Stathis Papaioannou wrote:
On 30 April 2015 at 13:20, Bruce Kellett <bhkell...@optusnet.com.au> wrote:

The way I understand it, nothing happens in Platonia. Which is to say
nothing ever happens. The real question is why we think stuff is
'happening'. Well, OK - the hallucination that stuff is happening is what is
happening.

So explain the hallucination. Why does that 'happen'. Note that 'happen' is
a temporal term.

I have the feeling that I have been alive for years, but I would still
have this feeling if I had only been alive for seconds. There does not
have to be a physical, causal connection between the observer moments
of my life for them to form a subjective temporal sequence. The
sequence is implied by their content.

The brain in the vat is always possible. We cannot rule out solipsism either.
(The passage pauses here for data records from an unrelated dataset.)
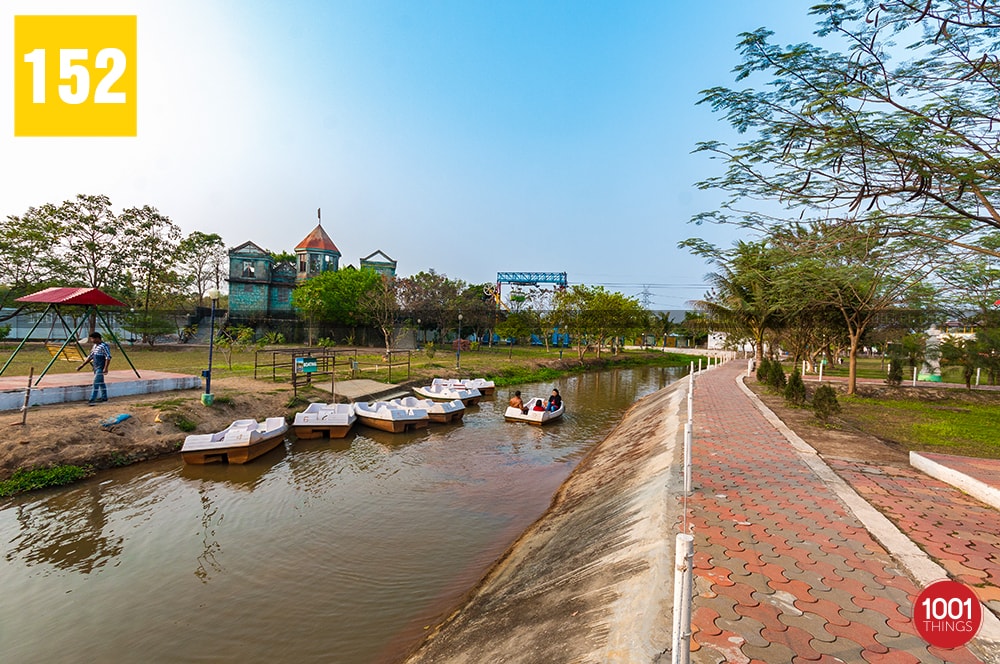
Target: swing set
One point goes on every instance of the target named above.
(91, 299)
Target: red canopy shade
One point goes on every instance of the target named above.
(63, 295)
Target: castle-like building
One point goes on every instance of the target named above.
(261, 287)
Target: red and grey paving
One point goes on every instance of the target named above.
(785, 571)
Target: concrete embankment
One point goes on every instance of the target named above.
(590, 581)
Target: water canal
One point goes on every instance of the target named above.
(321, 551)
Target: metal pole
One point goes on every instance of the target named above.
(688, 431)
(207, 399)
(683, 556)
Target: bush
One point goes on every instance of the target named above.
(795, 391)
(763, 369)
(895, 377)
(825, 402)
(776, 377)
(39, 478)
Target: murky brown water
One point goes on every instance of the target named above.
(322, 551)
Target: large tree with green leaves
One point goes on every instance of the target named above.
(893, 112)
(744, 300)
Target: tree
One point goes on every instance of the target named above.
(382, 306)
(27, 249)
(596, 315)
(335, 297)
(854, 269)
(431, 297)
(744, 301)
(203, 257)
(860, 131)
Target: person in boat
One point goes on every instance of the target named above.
(555, 401)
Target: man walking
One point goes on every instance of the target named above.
(100, 358)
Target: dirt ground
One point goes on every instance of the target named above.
(72, 433)
(838, 440)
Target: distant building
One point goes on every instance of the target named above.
(260, 287)
(379, 262)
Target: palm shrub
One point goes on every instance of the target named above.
(895, 377)
(825, 402)
(763, 369)
(776, 377)
(795, 390)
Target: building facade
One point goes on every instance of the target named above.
(261, 288)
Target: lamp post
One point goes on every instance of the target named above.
(208, 397)
(458, 353)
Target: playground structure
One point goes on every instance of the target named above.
(91, 299)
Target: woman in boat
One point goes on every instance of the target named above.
(555, 401)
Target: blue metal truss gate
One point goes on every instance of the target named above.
(532, 278)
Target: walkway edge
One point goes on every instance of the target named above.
(919, 564)
(970, 485)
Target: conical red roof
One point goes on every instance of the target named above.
(318, 239)
(66, 295)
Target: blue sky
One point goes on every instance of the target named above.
(470, 137)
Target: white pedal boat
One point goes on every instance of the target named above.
(332, 419)
(385, 416)
(438, 411)
(240, 442)
(486, 387)
(444, 393)
(514, 414)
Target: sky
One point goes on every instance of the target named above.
(469, 136)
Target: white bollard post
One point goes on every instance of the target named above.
(688, 434)
(683, 558)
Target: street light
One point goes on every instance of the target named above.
(208, 397)
(458, 354)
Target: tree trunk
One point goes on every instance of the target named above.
(852, 375)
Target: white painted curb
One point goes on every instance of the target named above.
(970, 485)
(920, 566)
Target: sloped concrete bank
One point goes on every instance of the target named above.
(590, 581)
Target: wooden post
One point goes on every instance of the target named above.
(27, 396)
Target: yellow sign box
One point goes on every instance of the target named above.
(75, 76)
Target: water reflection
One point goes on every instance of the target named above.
(68, 530)
(344, 547)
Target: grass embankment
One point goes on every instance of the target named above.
(503, 365)
(39, 478)
(925, 418)
(961, 424)
(183, 412)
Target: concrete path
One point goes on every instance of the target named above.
(76, 386)
(791, 565)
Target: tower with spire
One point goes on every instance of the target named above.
(316, 254)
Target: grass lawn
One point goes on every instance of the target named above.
(506, 366)
(961, 424)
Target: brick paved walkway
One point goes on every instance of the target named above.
(784, 571)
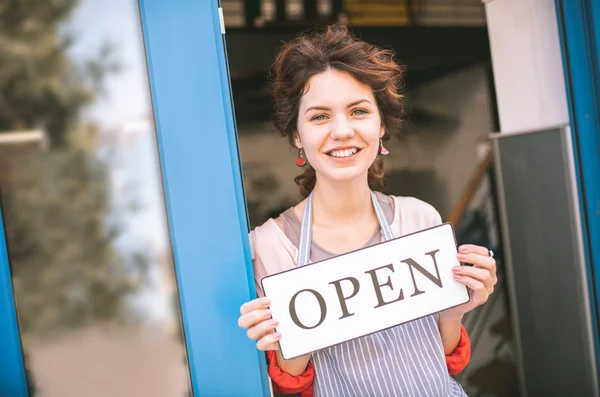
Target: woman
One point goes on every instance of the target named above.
(336, 99)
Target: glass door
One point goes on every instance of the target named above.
(123, 248)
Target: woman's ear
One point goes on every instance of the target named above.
(297, 140)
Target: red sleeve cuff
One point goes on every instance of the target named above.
(460, 357)
(284, 383)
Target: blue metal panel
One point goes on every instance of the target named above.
(12, 372)
(579, 23)
(203, 191)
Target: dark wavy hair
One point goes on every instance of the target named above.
(336, 47)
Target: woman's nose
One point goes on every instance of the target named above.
(342, 129)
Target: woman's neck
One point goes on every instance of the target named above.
(341, 204)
Julian Barbour, in his book 'The End of Time' tried to abolish time altogether because of the difficulties of defining time in general relativity. He replaced time as a parameter with the notion of 'time capsules' present in every point of phase space.

It is not really clear whether this idea was successful or not. It has not attracted a great following.

But if any such idea is to make sense, the observer moments do have to be connected by quite strong causal laws so that the sequence of moments tells a coherent story. Or else each moment tells a different story, and we are back with 'Last Tuesdayism' or solipsism.

I don't think Fred Hoyle's account works either. It feels like a 'many minds' collapse interpretation of quantum mechanics.